Pre-modern life looks good only in the rearview mirror.  We are indescribably lucky with our indoor plumbing, appliances, A/C, antibiotics, planes, trains, automobiles, and fossil-fuel–powered ships — but environmentalists in Europe don't want fossil-fuel–powered ships.  For them, CO2, the ultimate plant food flood, is evil, so they've come up with a "new" idea: sailing ships.

 

Add ships being dragged along by giant kites to the list of things the industry is exploring in its quest to decarbonize.

 

At the start of next year, the Ville de Bordeaux, a 154-meter-long ship that moves aircraft components for Airbus SE, will unfurl a 500 square meter kite on journeys across the Atlantic Ocean. It will undergo six months of trials and tests before full deployment.

 

While the industry has come up with multiple decarbonization initiatives, it is struggling to keep pace with goals set out under the Paris Agreement on climate.
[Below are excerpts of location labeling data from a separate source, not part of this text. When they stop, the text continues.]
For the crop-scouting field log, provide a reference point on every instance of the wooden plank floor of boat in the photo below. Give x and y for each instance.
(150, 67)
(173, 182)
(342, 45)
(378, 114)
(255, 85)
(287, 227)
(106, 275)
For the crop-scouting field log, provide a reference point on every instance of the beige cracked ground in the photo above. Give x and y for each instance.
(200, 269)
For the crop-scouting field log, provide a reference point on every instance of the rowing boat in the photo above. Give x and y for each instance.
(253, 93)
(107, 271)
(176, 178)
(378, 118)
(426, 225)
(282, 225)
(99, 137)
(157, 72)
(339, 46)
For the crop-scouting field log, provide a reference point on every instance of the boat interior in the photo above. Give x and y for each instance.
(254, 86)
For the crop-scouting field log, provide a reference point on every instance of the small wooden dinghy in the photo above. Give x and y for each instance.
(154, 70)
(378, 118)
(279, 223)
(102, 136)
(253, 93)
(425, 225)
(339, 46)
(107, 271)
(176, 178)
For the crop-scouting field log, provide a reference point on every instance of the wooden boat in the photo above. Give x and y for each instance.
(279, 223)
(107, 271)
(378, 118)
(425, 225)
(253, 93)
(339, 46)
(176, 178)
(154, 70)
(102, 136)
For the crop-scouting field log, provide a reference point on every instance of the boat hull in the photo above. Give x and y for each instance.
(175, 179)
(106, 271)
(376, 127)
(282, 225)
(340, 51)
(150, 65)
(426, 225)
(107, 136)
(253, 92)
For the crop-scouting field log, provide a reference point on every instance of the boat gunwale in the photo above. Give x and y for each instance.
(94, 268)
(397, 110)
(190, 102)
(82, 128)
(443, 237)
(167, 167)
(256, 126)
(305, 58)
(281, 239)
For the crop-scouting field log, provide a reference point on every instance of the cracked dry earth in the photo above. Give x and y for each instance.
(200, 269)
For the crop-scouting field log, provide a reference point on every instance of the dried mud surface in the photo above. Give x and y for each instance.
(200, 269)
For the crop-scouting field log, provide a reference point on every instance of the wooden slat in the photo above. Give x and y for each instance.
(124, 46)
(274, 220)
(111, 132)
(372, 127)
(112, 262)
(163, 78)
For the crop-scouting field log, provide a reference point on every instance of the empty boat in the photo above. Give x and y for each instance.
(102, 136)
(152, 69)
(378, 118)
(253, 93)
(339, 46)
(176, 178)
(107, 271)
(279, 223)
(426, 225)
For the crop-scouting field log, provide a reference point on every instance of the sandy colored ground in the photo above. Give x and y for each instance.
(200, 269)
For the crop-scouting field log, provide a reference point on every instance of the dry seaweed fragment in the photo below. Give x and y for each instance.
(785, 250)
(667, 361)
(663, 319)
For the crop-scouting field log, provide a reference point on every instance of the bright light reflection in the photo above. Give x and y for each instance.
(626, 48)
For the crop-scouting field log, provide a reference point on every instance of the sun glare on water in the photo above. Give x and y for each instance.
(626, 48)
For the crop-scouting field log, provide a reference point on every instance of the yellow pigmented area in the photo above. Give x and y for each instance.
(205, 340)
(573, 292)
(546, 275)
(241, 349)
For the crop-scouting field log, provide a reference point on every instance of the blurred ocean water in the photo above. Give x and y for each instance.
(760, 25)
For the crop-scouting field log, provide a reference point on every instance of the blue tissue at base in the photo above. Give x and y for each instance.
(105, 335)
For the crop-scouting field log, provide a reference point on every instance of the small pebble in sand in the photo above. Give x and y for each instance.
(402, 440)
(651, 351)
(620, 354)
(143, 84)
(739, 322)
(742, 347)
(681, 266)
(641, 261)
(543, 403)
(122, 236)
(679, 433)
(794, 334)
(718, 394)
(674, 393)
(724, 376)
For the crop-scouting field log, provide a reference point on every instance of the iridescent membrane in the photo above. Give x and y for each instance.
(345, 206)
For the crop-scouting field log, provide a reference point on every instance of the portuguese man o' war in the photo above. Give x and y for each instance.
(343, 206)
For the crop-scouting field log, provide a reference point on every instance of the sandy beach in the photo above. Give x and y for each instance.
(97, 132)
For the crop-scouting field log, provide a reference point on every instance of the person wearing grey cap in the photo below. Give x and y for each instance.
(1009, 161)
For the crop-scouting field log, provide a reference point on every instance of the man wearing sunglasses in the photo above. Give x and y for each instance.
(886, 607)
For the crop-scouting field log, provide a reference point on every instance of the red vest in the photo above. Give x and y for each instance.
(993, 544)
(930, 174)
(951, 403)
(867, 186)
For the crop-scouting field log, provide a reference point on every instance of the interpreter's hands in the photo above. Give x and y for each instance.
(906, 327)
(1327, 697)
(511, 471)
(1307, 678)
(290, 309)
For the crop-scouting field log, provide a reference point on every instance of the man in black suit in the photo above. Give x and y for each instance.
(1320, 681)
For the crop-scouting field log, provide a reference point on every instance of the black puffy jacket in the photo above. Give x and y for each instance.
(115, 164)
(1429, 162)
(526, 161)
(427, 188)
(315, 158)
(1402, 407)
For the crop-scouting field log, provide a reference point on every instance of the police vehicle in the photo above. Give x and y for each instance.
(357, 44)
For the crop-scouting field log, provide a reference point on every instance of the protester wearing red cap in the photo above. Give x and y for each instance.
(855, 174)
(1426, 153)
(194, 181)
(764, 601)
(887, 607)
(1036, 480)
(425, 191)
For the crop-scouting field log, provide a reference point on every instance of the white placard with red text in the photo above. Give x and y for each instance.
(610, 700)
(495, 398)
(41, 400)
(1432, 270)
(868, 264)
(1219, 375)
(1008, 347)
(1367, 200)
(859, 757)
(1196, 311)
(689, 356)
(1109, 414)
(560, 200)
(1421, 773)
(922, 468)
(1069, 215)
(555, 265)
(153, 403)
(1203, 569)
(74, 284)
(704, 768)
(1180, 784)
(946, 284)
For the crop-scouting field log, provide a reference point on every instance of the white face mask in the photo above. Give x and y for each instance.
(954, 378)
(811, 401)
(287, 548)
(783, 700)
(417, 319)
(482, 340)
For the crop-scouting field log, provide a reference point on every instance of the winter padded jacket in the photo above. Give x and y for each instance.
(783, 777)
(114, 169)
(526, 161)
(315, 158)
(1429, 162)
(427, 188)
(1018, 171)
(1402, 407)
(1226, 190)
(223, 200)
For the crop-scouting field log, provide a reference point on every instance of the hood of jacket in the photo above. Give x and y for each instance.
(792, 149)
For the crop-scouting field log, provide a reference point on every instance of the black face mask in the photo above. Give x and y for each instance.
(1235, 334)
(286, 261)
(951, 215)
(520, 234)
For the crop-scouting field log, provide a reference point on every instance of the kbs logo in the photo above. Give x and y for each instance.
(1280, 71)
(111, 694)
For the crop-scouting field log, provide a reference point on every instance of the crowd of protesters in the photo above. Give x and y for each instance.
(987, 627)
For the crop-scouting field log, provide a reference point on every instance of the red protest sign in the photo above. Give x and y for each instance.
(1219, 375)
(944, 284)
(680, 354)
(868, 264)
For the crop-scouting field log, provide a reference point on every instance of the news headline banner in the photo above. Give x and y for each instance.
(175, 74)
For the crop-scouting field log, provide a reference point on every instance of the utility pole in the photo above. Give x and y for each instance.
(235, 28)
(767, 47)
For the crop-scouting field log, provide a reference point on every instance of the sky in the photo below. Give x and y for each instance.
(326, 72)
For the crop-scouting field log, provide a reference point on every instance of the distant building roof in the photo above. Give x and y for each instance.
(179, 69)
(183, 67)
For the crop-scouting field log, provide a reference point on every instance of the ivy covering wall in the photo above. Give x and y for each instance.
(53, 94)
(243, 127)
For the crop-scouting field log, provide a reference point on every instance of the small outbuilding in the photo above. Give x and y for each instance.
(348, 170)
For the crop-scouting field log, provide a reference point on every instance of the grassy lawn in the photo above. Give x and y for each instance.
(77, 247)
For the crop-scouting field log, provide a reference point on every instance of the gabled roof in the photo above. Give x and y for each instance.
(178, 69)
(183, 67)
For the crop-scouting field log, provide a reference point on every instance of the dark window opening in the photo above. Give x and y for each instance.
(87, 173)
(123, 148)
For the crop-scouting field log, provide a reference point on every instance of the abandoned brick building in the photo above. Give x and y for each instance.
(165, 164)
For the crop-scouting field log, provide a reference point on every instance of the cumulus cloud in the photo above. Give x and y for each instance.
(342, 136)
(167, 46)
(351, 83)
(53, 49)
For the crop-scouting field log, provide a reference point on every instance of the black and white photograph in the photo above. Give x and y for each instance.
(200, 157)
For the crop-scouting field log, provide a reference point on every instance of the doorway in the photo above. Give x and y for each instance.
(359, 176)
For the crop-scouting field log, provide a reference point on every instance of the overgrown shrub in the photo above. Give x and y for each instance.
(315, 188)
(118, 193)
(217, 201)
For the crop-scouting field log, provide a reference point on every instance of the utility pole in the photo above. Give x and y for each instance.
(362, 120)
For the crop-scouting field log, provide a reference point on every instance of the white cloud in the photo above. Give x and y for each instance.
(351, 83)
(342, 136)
There's also pressure on shipping lines from large customers who are pressing to make their own supply chains less polluting.

 

We live in an incredibly stupid era.  We are blessed to be removed from the travails of the pre-modern era, but those who control our institutions are dragging us back to a time of tremendous human pain and suffering.  Instead of focusing on efficiently and cleanly using the miracle of fossil fuel, they imagine us living in a "Jane Austen via Hollywood" world.

 

What's really going to happen, though, is we'll re-discover the world as defined by Hobbes, one in which life was "solitary, poor, nasty, brutish, and short. "  The COVID years are just the warm-up for what's to come unless we stop the leftists and their insanity.